Julia chapter 19 / 20
By sylviec
- 319 reads
I have begun to sketch mother. I’ve decided my study will be called ‘Julia’s mother watching TV.’ Why not stick to the obvious? As agreed, I do not bring my ‘smelly oils’ into her room, I’m sketching her with pastels to begin with, just as I would in court. In my mind I’ve yet to decide whether she is the accused or victim, and to me this has become a very interesting question. Is this why I decided to paint her? Was something deep down inside me leading me to do this for that very reason, to judge exactly who I see when I look at her? I realize, in the months since Brian’s departure and his subsequent demise that I am looking at someone else, someone slightly withered. The words of condemnation still emanate from her mouth but they lack the power they once had. Is that her, or is it me? I need to know this and I need to know it before she dies. If I do not understand this, then the possibility is I will go fishing again once she is dead, and I know I will eventually drown. Despite rumours put about by charlatans you cannot communicate with the dead. She is the perfect subject. She does not want to talk, she does not move except to cough or unwrap a sweet, and she does not even know I am there, as the mind sapping drivel of the TV set continues unabated. What did Whistlers mother think about whilst she was sitting, or Rembrant when he painted himself as an old man, eyes watering, jowls dropped; something purposeful no doubt, something real, not faux flowers, escaping to the country, or baking competitions. There is a point where life becomes pointless. It goes on and things happen but its scope becomes so limited that it seems to me that it has no real purpose. If when turning off a million TV’s you also turned off those watching them, would the world be any the less? I wonder. All of this TV has warped my mind, I am becoming a mass murderer, I need to watch these thoughts! My plaster has begun to itch interminably and I am using a paintbrush to delve into it to relieve the irritation when she turns and looks at me. ‘You’ll only make it worse’ she says ‘leave it alone.’ ‘It itches.’ I reply.

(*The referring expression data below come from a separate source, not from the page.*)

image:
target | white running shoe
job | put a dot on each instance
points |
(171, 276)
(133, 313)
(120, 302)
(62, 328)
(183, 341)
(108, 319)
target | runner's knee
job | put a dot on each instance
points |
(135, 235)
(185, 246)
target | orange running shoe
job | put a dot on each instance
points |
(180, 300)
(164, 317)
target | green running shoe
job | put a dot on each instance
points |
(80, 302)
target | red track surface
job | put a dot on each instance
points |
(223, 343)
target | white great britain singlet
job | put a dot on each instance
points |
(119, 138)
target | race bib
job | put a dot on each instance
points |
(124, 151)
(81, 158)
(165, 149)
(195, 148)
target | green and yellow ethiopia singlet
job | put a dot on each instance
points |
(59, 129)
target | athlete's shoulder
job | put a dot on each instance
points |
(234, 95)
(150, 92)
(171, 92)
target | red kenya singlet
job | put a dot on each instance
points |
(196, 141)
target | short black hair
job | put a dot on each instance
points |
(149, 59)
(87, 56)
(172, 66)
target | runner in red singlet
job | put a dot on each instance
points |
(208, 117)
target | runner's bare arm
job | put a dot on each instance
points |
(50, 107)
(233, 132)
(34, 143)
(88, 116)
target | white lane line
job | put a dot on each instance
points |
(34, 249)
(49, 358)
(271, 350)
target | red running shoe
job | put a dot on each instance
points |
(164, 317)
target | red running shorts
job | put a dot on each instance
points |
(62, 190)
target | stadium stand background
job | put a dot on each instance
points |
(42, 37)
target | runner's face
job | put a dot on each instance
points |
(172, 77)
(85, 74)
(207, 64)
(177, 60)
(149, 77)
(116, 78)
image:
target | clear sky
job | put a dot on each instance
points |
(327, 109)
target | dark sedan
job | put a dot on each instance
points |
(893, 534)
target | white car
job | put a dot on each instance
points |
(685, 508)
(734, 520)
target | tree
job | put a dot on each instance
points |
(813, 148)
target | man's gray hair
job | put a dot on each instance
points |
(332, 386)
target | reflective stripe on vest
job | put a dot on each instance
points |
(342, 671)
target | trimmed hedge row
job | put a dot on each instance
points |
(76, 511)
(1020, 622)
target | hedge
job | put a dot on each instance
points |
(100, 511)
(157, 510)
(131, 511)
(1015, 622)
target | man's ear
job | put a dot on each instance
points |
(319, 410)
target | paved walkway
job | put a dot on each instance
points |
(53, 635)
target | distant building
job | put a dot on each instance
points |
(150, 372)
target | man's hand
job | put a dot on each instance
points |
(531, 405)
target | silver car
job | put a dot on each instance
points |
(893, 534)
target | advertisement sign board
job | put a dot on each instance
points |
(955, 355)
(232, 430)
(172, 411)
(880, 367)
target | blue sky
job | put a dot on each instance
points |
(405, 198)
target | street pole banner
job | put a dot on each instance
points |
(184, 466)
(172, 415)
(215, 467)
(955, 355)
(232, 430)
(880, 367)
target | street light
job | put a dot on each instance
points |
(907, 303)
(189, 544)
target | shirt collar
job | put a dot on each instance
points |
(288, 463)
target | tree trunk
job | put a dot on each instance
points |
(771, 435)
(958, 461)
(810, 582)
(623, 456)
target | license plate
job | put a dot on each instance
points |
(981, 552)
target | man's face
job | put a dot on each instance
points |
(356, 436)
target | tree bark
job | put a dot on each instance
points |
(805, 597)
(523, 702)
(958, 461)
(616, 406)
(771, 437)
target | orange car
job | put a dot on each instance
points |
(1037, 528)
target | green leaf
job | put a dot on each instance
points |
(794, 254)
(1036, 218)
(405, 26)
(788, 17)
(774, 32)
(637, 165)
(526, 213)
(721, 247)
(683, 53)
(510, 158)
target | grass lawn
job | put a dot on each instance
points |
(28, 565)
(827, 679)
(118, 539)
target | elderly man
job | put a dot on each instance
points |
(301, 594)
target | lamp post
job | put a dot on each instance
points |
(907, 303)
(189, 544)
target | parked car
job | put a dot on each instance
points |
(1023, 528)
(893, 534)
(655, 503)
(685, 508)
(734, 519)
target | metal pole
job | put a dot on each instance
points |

‘You always were one to complain about the slightest thing.’ Under normal circumstances I would have dismissed the comment as her usual goading but I’ve resolved to find out who she is and how I feel about her so I ask what she means.
‘When you were a child you went on and on if you were ill. I remember when you had whooping cough you complained all the time.’ I have never had whooping cough, but Valerie did. She is confusing us both. I could correct her but don’t.
‘Whooping cough is a serious disease, doesn’t a child have a right to complain?’
‘I watched my sister die, and she never complained once. Not once.’
‘Who died? Auntie Pauline is still alive in Australia’ I reply.
‘Not Pauline, Emily my youngest sister, she died of tuberculosis.’ At first I think she has dementia coming on and is imagining things, then I am flabbergasted. I’ve never heard of Emily. ‘When?’ I ask. ‘When she was six.’ ‘But I didn’t know about her?’ She turns to look at me. ‘There are lots of things you don’t know Julia.’ Her comment makes me feel an outsider in our own family. ‘Why didn’t anyone say anything about her? Did father know?’ ‘Of course he knew of her. My mother, your grandmother was never the same after she died. In those days they used to put their beds outside in the cold, they thought it would cure them. The day before she died I saw her, blue as a bruise, on the balcony at the TB hospital, but she didn’t complain. It was a different world then.’ I see a child as clear as day lying out on a metal framed bed on a chilly morning just as though mother has transferred a mental image to me and then the child disappears and with her so does mother. She has turned back to the TV and is staring at it as if she had never spoken.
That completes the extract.